Ms Rogers said another concern she and other residents had was the poor quality of the map.

“There are no roads marked and the scale is a whopping 1:300,000,” she said.

“This is a map in a document out for public comment, but how are we supposed to know where exactly the corridor will run?

“Unfortunately it would appear they don’t want the public to have the information.”

Ms Rogers also said residents’ requests for more meaningful maps had been refused.

“I keep hitting brick walls when trying to source a larger, labelled copy of Figure 23, as do others who are trying,” she said.

“Although the Government said it released ‘more detailed maps’ last week in response to Opposition pressure, these maps shed no light at all on this or any other proposed infrastructure.”

However, the Department of Planning said “the alignment of the Northern Pipeline Corridor is indicative and conceptual only, and the mapping that is currently available as part of the draft Green Growth Plan documents reflects this.

“The final alignment of the corridor has not been determined,” a spokesperson said.

“Comprehensive mapping of the Northern Pipeline Corridor will be undertaken during the detailed planning stage and landholders will be consulted at this time taking into consideration technical, environmental and social considerations.”

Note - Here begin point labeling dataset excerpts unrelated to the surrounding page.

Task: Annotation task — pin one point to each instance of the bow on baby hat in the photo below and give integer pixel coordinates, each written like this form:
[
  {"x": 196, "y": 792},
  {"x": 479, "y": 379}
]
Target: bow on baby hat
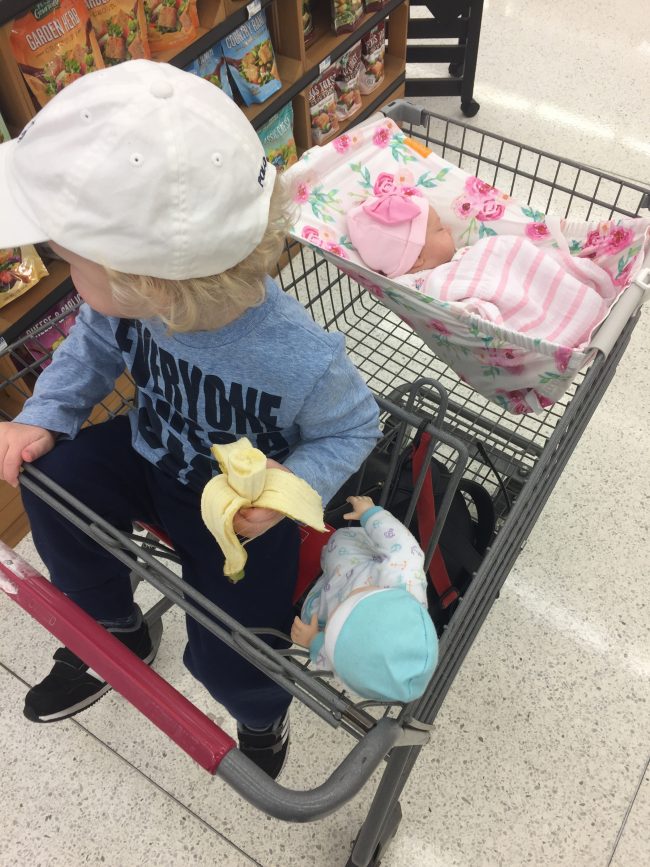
[{"x": 388, "y": 231}]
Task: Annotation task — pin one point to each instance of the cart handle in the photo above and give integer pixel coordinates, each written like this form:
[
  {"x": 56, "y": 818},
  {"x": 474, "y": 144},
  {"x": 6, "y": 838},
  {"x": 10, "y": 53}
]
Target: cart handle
[{"x": 178, "y": 718}]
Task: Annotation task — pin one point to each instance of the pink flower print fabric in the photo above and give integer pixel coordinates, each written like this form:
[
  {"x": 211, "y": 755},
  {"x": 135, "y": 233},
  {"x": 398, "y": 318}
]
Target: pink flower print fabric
[{"x": 379, "y": 157}]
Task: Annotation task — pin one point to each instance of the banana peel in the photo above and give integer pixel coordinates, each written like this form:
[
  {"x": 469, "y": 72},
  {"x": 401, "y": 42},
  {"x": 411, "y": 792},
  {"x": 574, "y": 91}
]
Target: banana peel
[{"x": 245, "y": 481}]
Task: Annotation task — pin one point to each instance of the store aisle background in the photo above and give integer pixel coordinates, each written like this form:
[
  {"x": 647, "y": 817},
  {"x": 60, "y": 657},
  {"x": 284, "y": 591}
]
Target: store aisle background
[{"x": 540, "y": 753}]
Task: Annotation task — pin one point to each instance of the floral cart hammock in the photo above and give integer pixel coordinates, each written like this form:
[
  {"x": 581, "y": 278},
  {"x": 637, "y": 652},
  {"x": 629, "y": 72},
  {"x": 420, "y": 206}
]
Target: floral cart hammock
[{"x": 522, "y": 372}]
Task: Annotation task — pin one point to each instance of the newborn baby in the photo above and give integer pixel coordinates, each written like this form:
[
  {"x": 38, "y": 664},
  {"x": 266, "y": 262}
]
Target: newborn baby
[
  {"x": 399, "y": 234},
  {"x": 546, "y": 294},
  {"x": 366, "y": 617}
]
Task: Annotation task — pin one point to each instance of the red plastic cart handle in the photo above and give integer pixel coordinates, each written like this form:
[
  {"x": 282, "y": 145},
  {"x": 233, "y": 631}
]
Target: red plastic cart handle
[{"x": 184, "y": 723}]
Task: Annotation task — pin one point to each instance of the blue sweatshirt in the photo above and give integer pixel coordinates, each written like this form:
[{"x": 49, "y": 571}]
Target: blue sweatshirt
[{"x": 272, "y": 375}]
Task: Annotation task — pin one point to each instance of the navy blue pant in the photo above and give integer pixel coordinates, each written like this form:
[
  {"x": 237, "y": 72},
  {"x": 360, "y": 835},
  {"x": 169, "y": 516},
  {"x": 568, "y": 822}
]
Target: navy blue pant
[{"x": 101, "y": 469}]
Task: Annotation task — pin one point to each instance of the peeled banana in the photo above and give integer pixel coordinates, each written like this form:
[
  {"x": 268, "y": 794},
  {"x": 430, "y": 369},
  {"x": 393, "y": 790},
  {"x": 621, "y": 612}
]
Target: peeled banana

Ms Rogers said another concern she had was the closing date of the public comment period.

“The closing date was extended to May 13, but this means nothing if the public do not have accurate information upon which to comment,” she said.

“The Department of Premier and Cabinet told me not to worry too much about it because it wouldn’t happen for at least another 20 years.

“But then why is it a draft document that is out for public comment?

“This indicates to me the legislation for this corridor will go through soon and then the preferred route is set.”

Nuo’s Grapes owner Peter Nuich stands to lose his and his wife’s business if the corridor is approved.

“We will lose two houses, three quarters of our shed and a cool room, where grapes are stored,” he said.

“One of the houses was built more than 60 years ago and the other 45 years ago.

“The land around the pipeline will be useless; we won’t be able to farm or build over it.”

Mr and Mrs Nuich have marked where 40m from West Swan Road is on their property.

The marker indicates that the vineyards, their most valuable asset, would need to be moved for the corridor.

“It’s a big conundrum,” Mr Nuich said.

“The grapevines would have to be relocated, when they’re telling us we’re meant to be preserving them.

“You can’t measure that loss, that’s our income.”

Mr Nuich contacted the Water Corporation, the facilitator of the proposed pipeline, which echoed the Department of Premier and Cabinet’s comments.

“The Northern Pipeline Corridor is a long term project,” community engagement manager Emily Santostefano said.

“It is unlikely to be required within the next 20 years, and detailed planning for the corridor is not expected to commence for at least 10 years,” Swan/Gidgegannup Ward councillor Rod Henderson described the plans as “crazy”.

“The Perth Peel project is a long term plan for the state, and I support that,” he said. “But the pipeline and the placement of it I’m not happy about.”

Cr Henderson said the corridor was originally going to be built east of the Swan Valley, along Great Northern Highway.

“Now it’s moved to the other side, along a busy tourist route.

“If you look at the Swan Valley Planning Act zone, the line that follows Henley Brook Ave where it becomes urban, has sandy soils.

“But the soil along West Swan Road is good soil, where there’s vineyards and lots of agriculture.

“It seems they have not used their heads and gone along Henley Brook Ave.”

Ms Rogers agreed, saying “we need infrastructure, but let’s not destroy our good agricultural land,” she said.

“If the east side of the road suffers, so will the other side, and it could wipe out tourism here altogether.

“This is where the effects flow on far beyond the northern services corridor.”